Death benefits and the minimum pension requirement
Question
My client’s husband passed away in February 2025 while receiving an account-based pension (ABP) that commenced 10 years ago. The spouse is now receiving the death benefit as an ABP.
How is the minimum pension for the 2025-26 year calculated?
Answer
Ensuring the minimum pension is paid during the year is a key requirement to maintain the tax-free status of earnings within the pension.
Failure to pay the minimum pension can result in the pension being treated as ceasing from the start of the financial year and earnings within the pension will be subject to tax. There are additional tax implications of failing to pay the minimum pension, such as transfer balance cap transactions and a recalculation of the tax components. In addition, all payments will be regarded as lump sums. Further information can be found in the 'when minimum pension standards aren’t met' article on the ATO site.

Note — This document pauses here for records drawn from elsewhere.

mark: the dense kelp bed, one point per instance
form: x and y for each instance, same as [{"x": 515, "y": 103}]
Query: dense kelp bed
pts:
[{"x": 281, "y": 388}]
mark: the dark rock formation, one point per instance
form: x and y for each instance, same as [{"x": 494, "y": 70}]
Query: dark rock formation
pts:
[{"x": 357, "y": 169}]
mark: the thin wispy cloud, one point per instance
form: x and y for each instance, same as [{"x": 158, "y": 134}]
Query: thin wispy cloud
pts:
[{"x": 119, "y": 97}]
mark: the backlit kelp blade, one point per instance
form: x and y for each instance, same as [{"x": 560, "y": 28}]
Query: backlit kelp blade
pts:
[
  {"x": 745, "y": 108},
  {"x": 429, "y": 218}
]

There are circumstances when the ATO will allow the pension to continue for tax purposes. Further information can be found in the exception to minimum pension payment requirements section of on the ATO site.
The following table summarises the minimum pension requirement for an APB in the year of death under various scenarios:
Scenario | Type of account held by deceased | Death pension paid due to reversionary nomination? | Deceased’s account - minimum pension up to date of death | Beneficiary’s account – minimum pension |
---|
1
| ABP
| Yes
| - Existing pension considered to continue to beneficiary
- Beneficiary takes on minimum calculated for deceased**
- Sum of pension payments to deceased and beneficiary count towards the minimum for the year
- No minimum if deceased commences pension and dies in June of same year
|
2
| ABP
| No
| - Pension ceases on death
- No minimum pension required before death
| - Considered a new pension
- Pro-rate minimum based on number of days in financial year (including commencement day)

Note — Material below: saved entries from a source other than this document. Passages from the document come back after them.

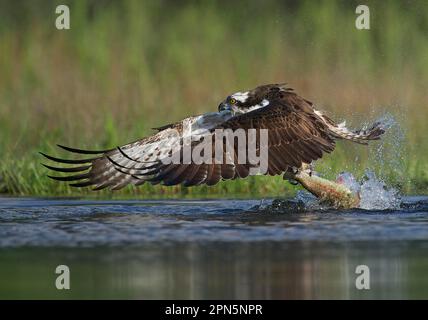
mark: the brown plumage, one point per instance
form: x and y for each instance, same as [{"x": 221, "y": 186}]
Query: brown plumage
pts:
[{"x": 297, "y": 134}]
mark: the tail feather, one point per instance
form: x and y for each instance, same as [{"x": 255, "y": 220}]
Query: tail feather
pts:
[{"x": 361, "y": 136}]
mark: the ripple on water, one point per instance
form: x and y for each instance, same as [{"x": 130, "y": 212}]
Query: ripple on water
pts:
[{"x": 44, "y": 222}]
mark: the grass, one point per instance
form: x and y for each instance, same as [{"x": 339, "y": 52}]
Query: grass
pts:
[{"x": 127, "y": 66}]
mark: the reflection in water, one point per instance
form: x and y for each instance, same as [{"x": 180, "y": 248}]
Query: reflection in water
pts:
[
  {"x": 215, "y": 249},
  {"x": 259, "y": 270}
]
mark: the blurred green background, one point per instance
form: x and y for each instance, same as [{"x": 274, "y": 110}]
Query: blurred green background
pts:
[{"x": 127, "y": 66}]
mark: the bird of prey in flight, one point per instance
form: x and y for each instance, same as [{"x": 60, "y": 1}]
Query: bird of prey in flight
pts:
[{"x": 297, "y": 135}]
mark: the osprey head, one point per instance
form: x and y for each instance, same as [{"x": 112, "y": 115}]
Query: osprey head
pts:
[{"x": 245, "y": 101}]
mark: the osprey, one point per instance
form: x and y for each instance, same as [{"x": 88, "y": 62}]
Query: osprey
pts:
[{"x": 298, "y": 134}]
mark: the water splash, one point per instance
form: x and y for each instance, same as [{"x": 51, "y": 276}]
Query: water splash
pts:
[{"x": 373, "y": 191}]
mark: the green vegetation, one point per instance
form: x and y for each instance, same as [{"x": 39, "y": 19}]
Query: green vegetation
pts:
[{"x": 127, "y": 66}]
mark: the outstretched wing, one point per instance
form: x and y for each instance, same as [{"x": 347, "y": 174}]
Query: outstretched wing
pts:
[{"x": 296, "y": 134}]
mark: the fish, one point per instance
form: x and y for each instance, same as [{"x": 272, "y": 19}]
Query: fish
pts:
[{"x": 331, "y": 193}]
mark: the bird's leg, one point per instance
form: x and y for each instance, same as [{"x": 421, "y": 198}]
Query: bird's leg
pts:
[{"x": 292, "y": 172}]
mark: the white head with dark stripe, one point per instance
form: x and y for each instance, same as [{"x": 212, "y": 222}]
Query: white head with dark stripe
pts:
[{"x": 245, "y": 101}]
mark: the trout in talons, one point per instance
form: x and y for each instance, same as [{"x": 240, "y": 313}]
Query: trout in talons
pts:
[{"x": 328, "y": 192}]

- Percentage factor based on beneficiary’s age at commencement
- No minimum if beneficiary’s pension commences in June
|
3
| Accumulation
| N/A*
| N/A
| - Pro-rate minimum based on number of days in financial year (including commencement day)
- Percentage factor based on beneficiary’s age at commencement
- No minimum if beneficiary’s pension commences in June
|
* Reversionary nominations are a continuation of the pre-death pension and therefore don’t apply to accumulation accounts
** In the year after death, the minimum payment percentage is based on the beneficiary’s age at 1 July
In this client’s circumstances, the spouse falls into either scenario one or two.

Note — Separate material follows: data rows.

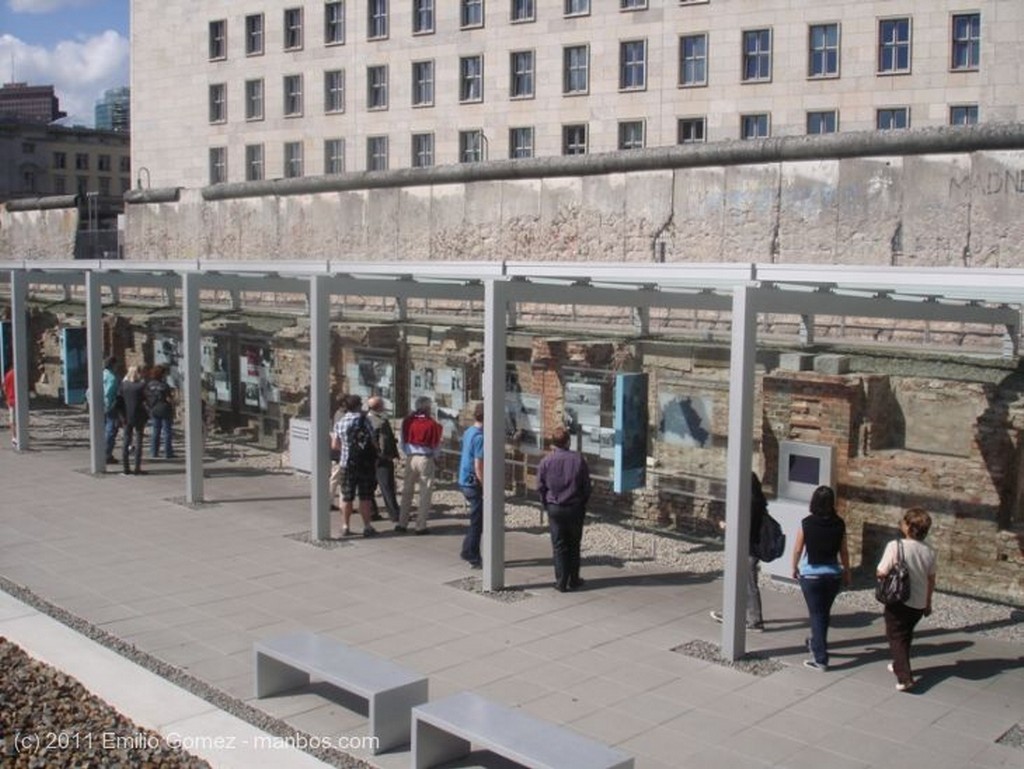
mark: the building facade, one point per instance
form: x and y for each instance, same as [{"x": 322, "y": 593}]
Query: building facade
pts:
[
  {"x": 40, "y": 160},
  {"x": 280, "y": 88},
  {"x": 113, "y": 112},
  {"x": 35, "y": 103}
]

In the case of scenario one, where they receive the death benefit pension due to a reversionary nomination, then the deceased’s minimum pension is carried over to the beneficiary.
In the case of scenario two, where the ABP is not paid due to a reversionary nomination (e.g. there was a non-lapsing nomination, binding lapsing nomination, non-binding nomination or no nomination), the ABP is considered a new pension and the minimum pension is pro-rated based on the beneficiary’s age at the time it commences.
The table above assumes the individual beneficiary doesn’t commute the pension in full before the end of the financial year. Were this to occur, any minimum pension would need to be pro-rated to account for the reduction in days the pension was running.
If the deceased had a transition to retirement income stream (TRIS) at the time of death, then scenarios one and two in the table above apply. In addition:
- The death benefit pension (whether reversionary or not) is considered to be in the tax-free pension phase
- The annual 10 per cent maximum pension rule no longer applies
- The limitation regarding lump sum payments no longer applies.
If the deceased had a market-linked pension/term allocated pension (TAP) at the time of death, then the following apply:
- For pensions with a reversionary nomination, scenario one in the table applies
- For non-reversionary nominations, the TAP ceases at the time of death. For a beneficiary who is eligible to receive a pension, they will be able to take a pension, lump sum or a combination of the two. A death benefit pension is a new pension. The beneficiary can choose the type of pension (eg ABP) that suits their circumstances.